Although very cumbersome, both expansions serve to demonstrate the level of complexity inherent in the few definitions already out there. Both definitions consider both the nature of the risks and the ability to retain the risks, effectively making it a composite result. Therefore, a company having derived its risk appetite would have to have answered both questions.

In addition, there are significant differences in specific parts of the definition. Specifically:

  • Residual Risk: ISO 31000 does not make specific distinction between residual risk and risk whereas King III does. Although the ISO definition could be viewed as implying the same, it is not explicitly stated and cannot therefore necessarily be assumed.
  • Individual Risk Basis: King III specifically refers to risk appetite as developed from an individual risk assessment basis and being applied individually to various risks. ISO 31000 does not appear to make this distinction other than to refer to the amount and type. This does imply some distinction between the various risks but not explicitly to the same degree. Neither address the issue of risk retention optimisation and dependencies explicitly, which can have a significant impact on decisions.
  • Pursuit of Value: King III provides a single potential source of motivation for the setting of the Risk Appetite – the pursuit of value, indicating that other considerations not related to the pursuit of value should be excluded.

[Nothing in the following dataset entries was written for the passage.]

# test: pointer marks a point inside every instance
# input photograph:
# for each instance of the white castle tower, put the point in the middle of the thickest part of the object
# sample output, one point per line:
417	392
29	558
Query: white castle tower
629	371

However, King III does address in some form the collective financial ability to retain or absorb risk in specifying the term Risk Bearing Capacity (RBC).

Risk Bearing Capacity

Risk Bearing Capacity is a monetary value prediction of the company’s ability to endure losses and the effect such losses may have on the company’s value and /or its ability to continue with its activities and is used as a yardstick, measuring the maximum loss the company can endure, without exposing it to the point where its existence and survival is under threat, given an equivalent loss.

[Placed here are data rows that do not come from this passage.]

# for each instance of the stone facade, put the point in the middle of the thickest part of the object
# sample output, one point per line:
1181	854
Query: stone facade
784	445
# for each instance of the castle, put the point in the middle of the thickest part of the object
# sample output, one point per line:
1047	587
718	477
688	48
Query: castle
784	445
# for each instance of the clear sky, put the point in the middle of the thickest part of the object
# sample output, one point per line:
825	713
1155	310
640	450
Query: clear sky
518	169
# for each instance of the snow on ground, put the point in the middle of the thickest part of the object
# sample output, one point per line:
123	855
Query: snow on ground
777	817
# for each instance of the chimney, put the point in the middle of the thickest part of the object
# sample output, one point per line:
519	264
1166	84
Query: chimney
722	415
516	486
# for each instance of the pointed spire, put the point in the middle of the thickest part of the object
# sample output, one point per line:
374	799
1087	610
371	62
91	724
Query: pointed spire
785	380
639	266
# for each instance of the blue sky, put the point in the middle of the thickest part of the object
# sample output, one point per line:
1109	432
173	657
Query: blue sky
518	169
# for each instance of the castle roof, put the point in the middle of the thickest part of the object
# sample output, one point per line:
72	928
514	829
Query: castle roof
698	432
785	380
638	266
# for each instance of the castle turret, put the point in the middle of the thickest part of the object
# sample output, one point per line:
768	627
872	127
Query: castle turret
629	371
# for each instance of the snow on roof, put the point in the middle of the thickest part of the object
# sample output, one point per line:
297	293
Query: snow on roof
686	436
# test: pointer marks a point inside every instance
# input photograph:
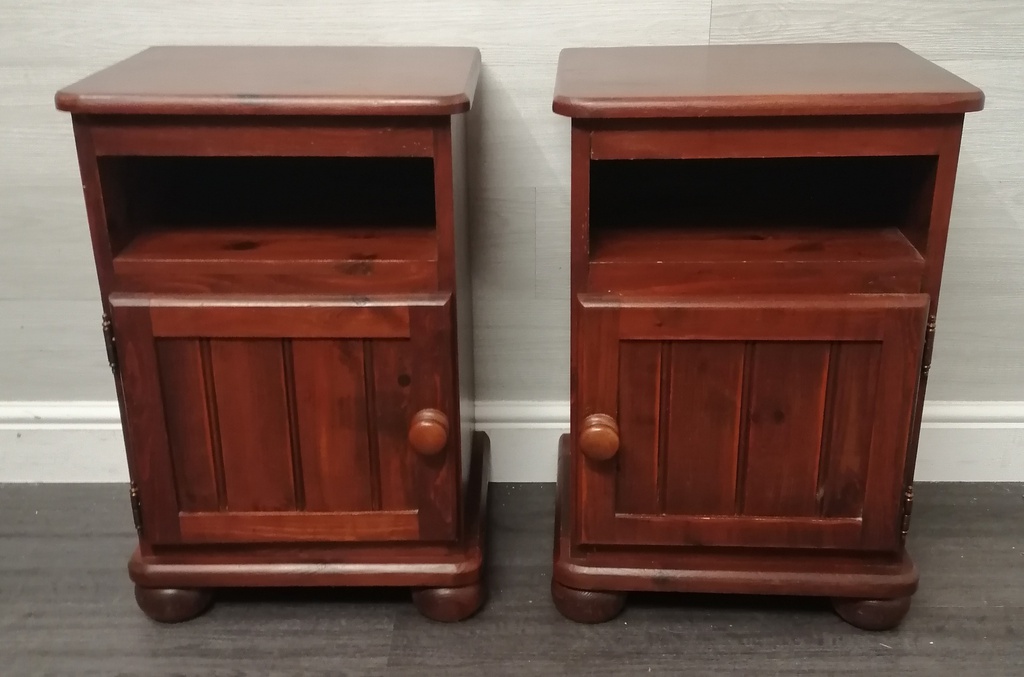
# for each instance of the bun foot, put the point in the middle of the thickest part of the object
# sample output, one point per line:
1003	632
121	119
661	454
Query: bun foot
449	604
172	604
872	614
587	605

Although, on the surface, this appears to address the other side of the coin (How much can I afford? ), the focus is entirely different. Whereas the Risk Appetite definition is focused on risk costs related to the pursuit of value, the RBC focuses on company survival – definitely not business-as-usual or going-concern.

Although the maximum amount that a company can forfeit and survive is a critical element in the overall risk management framework, it does not assist in determining the value of risk that can be retained on an on-going basis without impeding the ability to operate.

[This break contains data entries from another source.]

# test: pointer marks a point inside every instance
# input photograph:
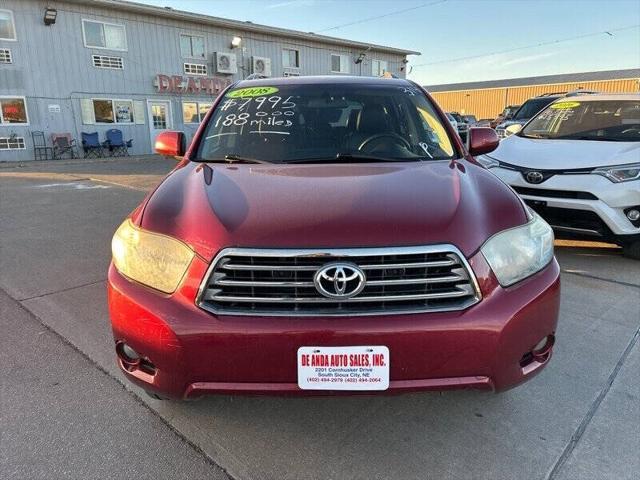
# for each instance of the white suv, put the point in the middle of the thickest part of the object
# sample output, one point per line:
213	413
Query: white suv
577	163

In addition, the term Risk Bearing Capacity has been used in other contexts with different definitions several years prior to the issue of King III. Does this necessarily invalidate any other definitions?

The key to definitions is that they should clarify, rather than confuse; break concepts down into manageable components rather than confound. Clear thinking and analytical approaches are required in order for risk management to fulfil its promise to businesses. Irrespective of the labels we put on things, we need to ensure we are in the same forest before we start cutting down trees.

Although a measure of flexibility and principle-based direction is always welcome, it will remain important to consider the potential impact before committing to specific definitions that can have a significant impact on business.